However, the problem of how to grade the completed timelines remained. I decided to make the final exam a process in which students ranked each other’s timelines:

You are an intelligence analyst employed by the CIA. The CIA will be signing a contract with one of several private research consulting companies to create training materials for new hires. Each company has produced a sample timeline of events in the contemporary Middle East. Your supervisor, the Deputy Director for Analysis, has assigned you the task of evaluating the work of these consulting companies. Write a one-page memo to her that recommends a timeline team other than your own for the contract. Use the quality of the teams’ timelines as the basis for your recommendation. In the memo, explain why the timeline you have selected is superior to the other teams’ timelines.

Students thus sorted the timelines for me, and, by pointing out their respective strengths and flaws, made it easy for me to grade them using this rubric:

In my opinion, the resulting scores accurately reflected the quality of students’ work. For example, check out the difference in content between the Iraq and Saudi Arabia timelines.

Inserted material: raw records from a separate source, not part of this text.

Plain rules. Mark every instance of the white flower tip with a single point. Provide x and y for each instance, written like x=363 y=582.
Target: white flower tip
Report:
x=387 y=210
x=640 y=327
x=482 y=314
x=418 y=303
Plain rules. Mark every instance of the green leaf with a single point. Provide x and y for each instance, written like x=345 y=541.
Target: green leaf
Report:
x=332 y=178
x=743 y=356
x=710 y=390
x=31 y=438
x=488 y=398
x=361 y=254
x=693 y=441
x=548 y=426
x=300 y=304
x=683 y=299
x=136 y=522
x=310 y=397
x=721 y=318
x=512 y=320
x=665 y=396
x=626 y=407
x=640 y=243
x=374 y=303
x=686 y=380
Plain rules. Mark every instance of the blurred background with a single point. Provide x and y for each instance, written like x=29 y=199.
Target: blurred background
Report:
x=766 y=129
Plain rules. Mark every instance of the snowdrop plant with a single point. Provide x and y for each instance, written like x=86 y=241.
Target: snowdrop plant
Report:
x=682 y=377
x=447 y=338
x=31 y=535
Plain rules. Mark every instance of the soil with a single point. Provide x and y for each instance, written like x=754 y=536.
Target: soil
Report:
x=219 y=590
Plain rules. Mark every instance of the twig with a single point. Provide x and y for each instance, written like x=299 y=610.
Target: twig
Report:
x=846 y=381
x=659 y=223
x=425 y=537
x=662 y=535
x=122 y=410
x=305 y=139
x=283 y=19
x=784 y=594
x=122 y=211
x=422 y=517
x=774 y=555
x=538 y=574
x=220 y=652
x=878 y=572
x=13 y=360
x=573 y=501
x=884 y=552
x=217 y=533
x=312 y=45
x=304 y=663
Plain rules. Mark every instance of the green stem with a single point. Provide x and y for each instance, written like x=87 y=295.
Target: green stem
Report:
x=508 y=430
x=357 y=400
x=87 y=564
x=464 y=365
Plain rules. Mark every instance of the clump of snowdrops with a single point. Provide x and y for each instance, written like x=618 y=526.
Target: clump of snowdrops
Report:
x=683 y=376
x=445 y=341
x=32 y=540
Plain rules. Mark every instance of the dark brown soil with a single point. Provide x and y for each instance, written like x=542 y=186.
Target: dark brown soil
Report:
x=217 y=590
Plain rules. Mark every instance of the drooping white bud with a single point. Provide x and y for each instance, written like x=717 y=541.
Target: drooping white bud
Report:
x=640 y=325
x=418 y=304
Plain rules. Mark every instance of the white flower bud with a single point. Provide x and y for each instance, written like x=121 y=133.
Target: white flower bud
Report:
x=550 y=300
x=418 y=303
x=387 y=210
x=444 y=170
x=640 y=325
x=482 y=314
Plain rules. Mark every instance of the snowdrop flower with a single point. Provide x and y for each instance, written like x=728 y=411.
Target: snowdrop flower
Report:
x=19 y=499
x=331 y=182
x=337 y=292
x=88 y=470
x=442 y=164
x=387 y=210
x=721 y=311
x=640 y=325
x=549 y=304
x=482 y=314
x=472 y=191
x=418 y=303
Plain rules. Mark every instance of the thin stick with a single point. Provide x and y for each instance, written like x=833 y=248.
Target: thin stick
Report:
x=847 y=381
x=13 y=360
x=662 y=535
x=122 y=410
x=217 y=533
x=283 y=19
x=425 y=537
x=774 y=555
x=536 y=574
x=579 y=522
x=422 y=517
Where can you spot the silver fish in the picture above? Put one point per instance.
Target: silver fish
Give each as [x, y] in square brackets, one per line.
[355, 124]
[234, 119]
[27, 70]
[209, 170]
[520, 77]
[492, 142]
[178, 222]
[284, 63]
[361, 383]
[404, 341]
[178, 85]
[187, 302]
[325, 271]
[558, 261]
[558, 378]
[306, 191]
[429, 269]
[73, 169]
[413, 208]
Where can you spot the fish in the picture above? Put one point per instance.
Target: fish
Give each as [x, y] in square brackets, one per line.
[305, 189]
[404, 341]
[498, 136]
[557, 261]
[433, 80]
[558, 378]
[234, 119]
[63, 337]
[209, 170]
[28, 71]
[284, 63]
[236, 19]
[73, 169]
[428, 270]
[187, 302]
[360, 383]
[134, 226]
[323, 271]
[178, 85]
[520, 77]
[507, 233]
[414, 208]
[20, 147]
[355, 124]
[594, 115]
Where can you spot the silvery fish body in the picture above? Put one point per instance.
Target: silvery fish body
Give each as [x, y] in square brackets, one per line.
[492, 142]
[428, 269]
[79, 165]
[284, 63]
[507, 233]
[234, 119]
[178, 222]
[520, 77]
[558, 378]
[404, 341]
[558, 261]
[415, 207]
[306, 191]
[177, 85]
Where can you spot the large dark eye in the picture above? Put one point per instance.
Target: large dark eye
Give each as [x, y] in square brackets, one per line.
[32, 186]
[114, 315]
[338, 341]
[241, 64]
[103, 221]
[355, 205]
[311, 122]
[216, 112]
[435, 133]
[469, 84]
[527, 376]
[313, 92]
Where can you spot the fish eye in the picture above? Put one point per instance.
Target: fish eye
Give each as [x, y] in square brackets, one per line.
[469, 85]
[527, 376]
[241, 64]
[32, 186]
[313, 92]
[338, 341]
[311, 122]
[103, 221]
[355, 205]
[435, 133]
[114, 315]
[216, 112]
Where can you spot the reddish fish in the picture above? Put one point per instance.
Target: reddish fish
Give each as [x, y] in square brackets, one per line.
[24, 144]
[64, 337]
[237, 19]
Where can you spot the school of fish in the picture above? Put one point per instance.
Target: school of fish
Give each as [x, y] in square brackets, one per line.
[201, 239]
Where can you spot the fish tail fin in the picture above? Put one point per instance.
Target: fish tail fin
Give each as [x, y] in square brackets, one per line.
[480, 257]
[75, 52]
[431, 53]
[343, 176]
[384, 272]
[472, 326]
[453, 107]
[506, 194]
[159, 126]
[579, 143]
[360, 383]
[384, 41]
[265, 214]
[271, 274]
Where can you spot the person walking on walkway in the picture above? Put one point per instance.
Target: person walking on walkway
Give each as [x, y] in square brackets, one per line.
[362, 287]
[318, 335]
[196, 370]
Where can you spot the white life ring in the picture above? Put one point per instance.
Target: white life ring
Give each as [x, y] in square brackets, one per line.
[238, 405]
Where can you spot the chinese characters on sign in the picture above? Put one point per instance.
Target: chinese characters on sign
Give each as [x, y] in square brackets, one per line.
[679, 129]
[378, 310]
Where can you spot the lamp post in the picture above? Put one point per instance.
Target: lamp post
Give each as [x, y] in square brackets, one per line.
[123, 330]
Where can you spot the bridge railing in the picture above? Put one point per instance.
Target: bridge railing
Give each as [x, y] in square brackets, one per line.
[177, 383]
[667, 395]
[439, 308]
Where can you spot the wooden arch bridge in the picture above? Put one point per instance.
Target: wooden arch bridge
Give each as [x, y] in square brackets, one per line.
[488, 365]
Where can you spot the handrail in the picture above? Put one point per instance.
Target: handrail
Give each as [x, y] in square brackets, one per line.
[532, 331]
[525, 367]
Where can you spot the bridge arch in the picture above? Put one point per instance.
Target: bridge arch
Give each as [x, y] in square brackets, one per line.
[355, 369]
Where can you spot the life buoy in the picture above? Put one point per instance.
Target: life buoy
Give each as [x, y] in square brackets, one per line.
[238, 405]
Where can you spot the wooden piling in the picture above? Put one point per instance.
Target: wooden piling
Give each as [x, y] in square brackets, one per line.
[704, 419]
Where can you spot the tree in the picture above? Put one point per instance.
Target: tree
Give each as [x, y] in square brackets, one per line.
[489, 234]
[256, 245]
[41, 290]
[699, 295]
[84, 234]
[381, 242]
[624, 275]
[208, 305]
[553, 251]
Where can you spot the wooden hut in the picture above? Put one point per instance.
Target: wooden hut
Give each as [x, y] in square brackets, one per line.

The one change I would make in the process if using this project again? Add a low stakes mid-semester assessment that would act as a checkpoint for teams to gauge their progress. Four of the five teams spent thirteen out of the fourteen weeks in the semester entering incorrectly formatted information into their Google Sheets, causing errors that prevented the timelines from displaying properly. Students failed to follow formatting instructions in the spreadsheet template until I notified them that non-functioning timelines would result in a grade of zero for the team component of the project.